Испуганная девочка вырывает свою ручку из руки мальчика и стремительно убегает с чердака.

— …Ледоход! ледоход! — встречает мальчика дома Василида восклицаниями, — чу! Звон стоит, чу! Шуршит… Эва, глянь-ка из окна, вода прибывает здорово.

Маленький человек опрометью бросается в гостиную, к окну. Действительно, рать за ратью, по реке величаво двигаются белые богатыри — остервенелые льдины.

16

И звон, и грохот, и поединки безжалостные…

На заливной луг наползает вода, а за водою бесноватые льдины. Становятся на дыбы, ныряют и восстают из темных глубин воскресшей реки.

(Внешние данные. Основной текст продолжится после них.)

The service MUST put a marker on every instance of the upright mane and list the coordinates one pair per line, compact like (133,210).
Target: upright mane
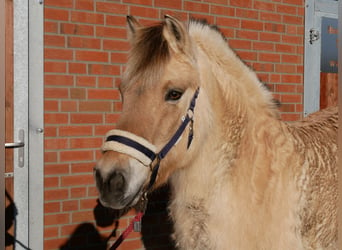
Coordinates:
(226,63)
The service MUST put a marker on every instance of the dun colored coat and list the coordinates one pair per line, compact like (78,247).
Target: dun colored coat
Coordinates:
(248,180)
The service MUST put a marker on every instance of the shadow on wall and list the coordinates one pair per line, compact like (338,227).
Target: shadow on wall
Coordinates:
(156,226)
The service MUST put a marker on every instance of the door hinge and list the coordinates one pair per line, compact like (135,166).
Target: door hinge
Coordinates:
(9,175)
(313,35)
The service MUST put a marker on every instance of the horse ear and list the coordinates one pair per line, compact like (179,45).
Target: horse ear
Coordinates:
(175,34)
(132,24)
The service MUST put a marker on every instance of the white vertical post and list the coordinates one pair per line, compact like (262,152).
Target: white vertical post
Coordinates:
(36,124)
(2,123)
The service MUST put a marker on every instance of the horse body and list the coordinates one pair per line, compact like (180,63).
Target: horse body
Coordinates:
(248,180)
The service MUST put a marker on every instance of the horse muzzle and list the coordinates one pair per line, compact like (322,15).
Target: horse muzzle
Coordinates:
(119,180)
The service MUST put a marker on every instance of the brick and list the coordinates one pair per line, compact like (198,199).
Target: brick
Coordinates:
(51,232)
(102,69)
(51,105)
(55,219)
(222,10)
(81,42)
(229,22)
(50,27)
(267,16)
(87,17)
(174,4)
(287,9)
(51,182)
(52,207)
(92,56)
(50,157)
(77,93)
(285,68)
(56,194)
(60,3)
(55,67)
(56,14)
(78,192)
(299,20)
(243,4)
(88,203)
(70,205)
(247,13)
(261,5)
(86,118)
(117,45)
(139,2)
(56,118)
(196,7)
(111,32)
(291,98)
(252,25)
(85,5)
(56,169)
(101,130)
(59,80)
(274,27)
(76,180)
(84,143)
(144,12)
(292,39)
(240,44)
(58,54)
(114,20)
(95,106)
(77,68)
(54,40)
(247,34)
(269,57)
(77,29)
(263,46)
(112,8)
(76,155)
(82,216)
(112,118)
(56,143)
(86,81)
(81,130)
(271,37)
(50,131)
(68,106)
(101,94)
(84,167)
(118,57)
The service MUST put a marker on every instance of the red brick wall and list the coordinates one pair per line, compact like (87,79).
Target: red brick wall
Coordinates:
(85,52)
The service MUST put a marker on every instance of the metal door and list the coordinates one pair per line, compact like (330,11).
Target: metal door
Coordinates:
(320,60)
(21,88)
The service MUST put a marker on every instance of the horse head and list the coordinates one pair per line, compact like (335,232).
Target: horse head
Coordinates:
(158,90)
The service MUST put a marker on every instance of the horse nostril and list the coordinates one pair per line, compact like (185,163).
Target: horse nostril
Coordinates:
(116,182)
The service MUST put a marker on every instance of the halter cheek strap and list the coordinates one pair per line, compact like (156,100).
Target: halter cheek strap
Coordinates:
(142,150)
(130,144)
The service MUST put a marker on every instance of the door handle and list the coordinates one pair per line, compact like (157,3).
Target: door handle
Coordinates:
(20,145)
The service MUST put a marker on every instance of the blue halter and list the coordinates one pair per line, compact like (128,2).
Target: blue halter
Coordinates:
(188,118)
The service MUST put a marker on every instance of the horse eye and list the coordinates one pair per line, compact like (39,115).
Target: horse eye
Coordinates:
(173,95)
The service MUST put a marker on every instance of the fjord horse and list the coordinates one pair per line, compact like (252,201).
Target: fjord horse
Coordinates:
(200,119)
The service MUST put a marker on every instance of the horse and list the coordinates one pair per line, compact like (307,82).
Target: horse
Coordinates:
(196,117)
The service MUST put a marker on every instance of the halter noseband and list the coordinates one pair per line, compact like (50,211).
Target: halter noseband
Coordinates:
(145,152)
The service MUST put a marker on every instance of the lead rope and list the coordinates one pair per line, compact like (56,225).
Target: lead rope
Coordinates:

— Фю-фю-фю! — свистит отец, любуясь рядом с сыном на редкое зрелище, — а ведь наши-то на том берегу застряли. Василида, стол накрывай, будем одни обедать, — дня на три протянется канитель, не иначе.

— А буде затор, и на неделюшку целую! — соображает Василида.

…Лед все идет и идет… Думается — нет ему конца, верится — нет ему начала.

Во втором этаже дома Ирочка прильнула к окну и шепчет:

— Ползет… ползет…

Помолчит с секунду и опять повторяет:

— Ползет… ползет…

Часам к трем добрая половина луга скрывается под грызущимися льдинами, а к семи между домом и рекой остается лишь узенькая полоска суши. Отец тревожится:

— Наводнение… Василида, спроси наверху, разрешат ли перенести к ним вещи.

Маленький человек с изумлением смотрит из окна на сарай, плывущий между льдинами, на желтые следы проезжих дорог, на вехи, Бог весть откуда занесенные, и на темного зверя, мечущегося по льдине, но не решающегося прыгнуть в бурлящую вокруг него черную от сумерек воду.

— Папа, папа! Смотри-ка, кто это?

Отец берет бинокль:

— Волк… Врасплох, бедняга, попался. Теперь — капут, измелет его лед.

Поднимается суматоха. Отец волнуется, спешно перетаскивая мебель с Василидой и отцом Ирочки. Сперва пустеет гостиная, потом столовая и спальня. Когда же добираются до детской, из-под пола просачивается вода; маленький человек промачивает ноги, но это не мешает ему шмыгать между взрослыми, спасая игрушки от потопа. Главное — унести милого божика, а то вода смоет с него пестрые краски, а траурная бумага отклеится от пьедестала.

В одной руке мальчика корзина со всеми богатствами, в другой — возлюбленный идол. И — наверх, в гости к Ирочке.

— Ты слышишь, слышишь? — подскакивает девочка к недавнему обидчику: — мы все потонем, все, все.

— Прости меня, Ирочка, — не отвечая на вопрос, умоляет ее маленький человек, — я тебе божика подарю.

— Ну, подари.

Мальчик со вздохом отдает ей раскрашенного идола:

— На, только не обижай, смотри.

И, помолчав, спрашивает:

— Теперь ты не сердишься на меня?

— Нет.

В знак восстановленной дружбы, Ирочка нежно целует его в губы и опять кричит, весело прыгая:

— Ты слышишь, слышишь? Мы все потонем, все, все!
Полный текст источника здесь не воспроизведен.